Made Unicode the source of the normative definition of UTF-8, keeping ISO/IEC 10646 as the reference for characters.

This change recognizes Unicode as the primary authoritative source for UTF-8 encoding rules, while ISO/IEC 10646 remains the reference for the character repertoire.

Terminology Clarification

Straightened out terminology. UTF-8 now described in terms of an encoding form of the character number. UCS-2 and UCS-4 almost disappeared.

The updated terminology provides clearer and more consistent descriptions of UTF-8 as an encoding form rather than a transformation format.

Invalid Sequence Handling

Turned the note warning against decoding of invalid sequences into a normative MUST NOT.
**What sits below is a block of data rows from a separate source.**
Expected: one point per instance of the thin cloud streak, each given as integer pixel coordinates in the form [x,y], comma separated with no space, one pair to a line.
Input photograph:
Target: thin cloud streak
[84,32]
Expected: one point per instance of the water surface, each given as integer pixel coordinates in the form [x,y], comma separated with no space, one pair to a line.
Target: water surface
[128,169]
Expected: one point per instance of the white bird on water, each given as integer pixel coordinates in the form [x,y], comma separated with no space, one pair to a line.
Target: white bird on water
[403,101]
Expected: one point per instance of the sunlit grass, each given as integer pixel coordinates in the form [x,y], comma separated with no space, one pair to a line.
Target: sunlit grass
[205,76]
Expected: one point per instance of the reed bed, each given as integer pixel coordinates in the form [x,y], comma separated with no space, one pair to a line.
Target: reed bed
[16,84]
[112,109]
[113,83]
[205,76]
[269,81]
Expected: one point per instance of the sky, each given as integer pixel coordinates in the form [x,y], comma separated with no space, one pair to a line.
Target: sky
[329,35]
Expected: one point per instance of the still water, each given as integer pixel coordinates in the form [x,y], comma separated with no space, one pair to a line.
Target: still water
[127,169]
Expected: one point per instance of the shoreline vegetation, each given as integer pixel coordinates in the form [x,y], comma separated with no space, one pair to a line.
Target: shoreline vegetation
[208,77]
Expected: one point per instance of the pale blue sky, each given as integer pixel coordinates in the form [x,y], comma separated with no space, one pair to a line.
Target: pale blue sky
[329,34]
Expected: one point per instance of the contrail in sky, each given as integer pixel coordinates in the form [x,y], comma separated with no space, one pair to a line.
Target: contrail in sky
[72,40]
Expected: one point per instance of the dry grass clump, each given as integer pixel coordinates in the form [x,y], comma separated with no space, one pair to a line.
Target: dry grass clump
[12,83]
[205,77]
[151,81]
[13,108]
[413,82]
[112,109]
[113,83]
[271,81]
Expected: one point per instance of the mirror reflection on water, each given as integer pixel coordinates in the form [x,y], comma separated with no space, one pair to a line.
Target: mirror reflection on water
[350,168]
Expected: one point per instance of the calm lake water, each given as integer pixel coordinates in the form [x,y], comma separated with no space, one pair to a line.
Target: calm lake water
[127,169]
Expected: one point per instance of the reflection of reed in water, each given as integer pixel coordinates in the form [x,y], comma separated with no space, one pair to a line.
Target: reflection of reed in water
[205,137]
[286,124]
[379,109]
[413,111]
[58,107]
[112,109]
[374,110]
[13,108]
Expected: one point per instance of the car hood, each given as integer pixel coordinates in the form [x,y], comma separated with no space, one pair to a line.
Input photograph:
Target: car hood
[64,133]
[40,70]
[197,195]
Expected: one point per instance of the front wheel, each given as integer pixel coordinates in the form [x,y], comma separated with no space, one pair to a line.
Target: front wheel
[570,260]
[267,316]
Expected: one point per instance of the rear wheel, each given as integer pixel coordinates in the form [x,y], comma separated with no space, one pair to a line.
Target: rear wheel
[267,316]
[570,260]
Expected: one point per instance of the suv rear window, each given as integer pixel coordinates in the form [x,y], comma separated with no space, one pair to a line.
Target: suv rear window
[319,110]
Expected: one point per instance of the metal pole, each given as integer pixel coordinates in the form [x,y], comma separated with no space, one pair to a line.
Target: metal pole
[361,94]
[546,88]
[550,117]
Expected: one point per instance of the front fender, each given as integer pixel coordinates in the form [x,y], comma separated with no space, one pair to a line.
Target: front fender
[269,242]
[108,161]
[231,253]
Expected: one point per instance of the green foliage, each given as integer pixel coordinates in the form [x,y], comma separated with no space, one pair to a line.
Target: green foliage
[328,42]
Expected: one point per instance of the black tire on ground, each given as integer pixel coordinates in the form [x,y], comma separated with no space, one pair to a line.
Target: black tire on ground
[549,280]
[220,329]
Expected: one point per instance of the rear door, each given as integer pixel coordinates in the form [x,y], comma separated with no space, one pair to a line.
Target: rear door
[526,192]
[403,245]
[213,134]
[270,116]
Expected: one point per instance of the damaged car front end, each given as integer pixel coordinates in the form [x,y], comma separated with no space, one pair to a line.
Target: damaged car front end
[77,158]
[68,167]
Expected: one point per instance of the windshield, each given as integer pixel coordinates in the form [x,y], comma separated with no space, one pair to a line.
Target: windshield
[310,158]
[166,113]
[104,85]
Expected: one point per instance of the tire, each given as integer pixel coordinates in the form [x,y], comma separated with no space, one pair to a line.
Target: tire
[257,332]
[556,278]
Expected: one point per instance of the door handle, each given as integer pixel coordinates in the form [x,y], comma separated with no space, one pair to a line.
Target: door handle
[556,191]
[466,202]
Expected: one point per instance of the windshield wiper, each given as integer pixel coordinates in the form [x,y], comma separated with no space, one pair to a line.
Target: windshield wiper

Previously, the warning about invalid sequences was informative. In RFC 3629, it became a normative requirement that implementations MUST NOT decode invalid sequences.

BOM Section Addition

Added a new section about the UTF-8 BOM, with advice for protocols.

Section 6 provides comprehensive guidance on:

  • When to use or forbid the BOM
  • How to handle the BOM in different protocol contexts
  • Recommendations for protocol designers

MIME Registration Change

Removed suggested UNICODE-1-1-UTF-8 MIME charset registration.

The version-specific charset label was removed in favor of the generic "UTF-8" label that covers all Unicode versions after Amendment 5.

ABNF Syntax Addition

Added an ABNF syntax for valid UTF-8 octet sequences

Section 4 now includes a formal ABNF grammar that precisely defines valid UTF-8 byte sequences, making it easier for implementers to validate UTF-8 data.

Security Section Expansion

Expanded Security Considerations section, in particular impact of Unicode normalization

The security section was significantly enhanced to include:

  • Detailed discussion of overlong encoding attacks
  • Buffer overflow risks
  • Canonical equivalence security implications
  • References to Unicode Normalization Forms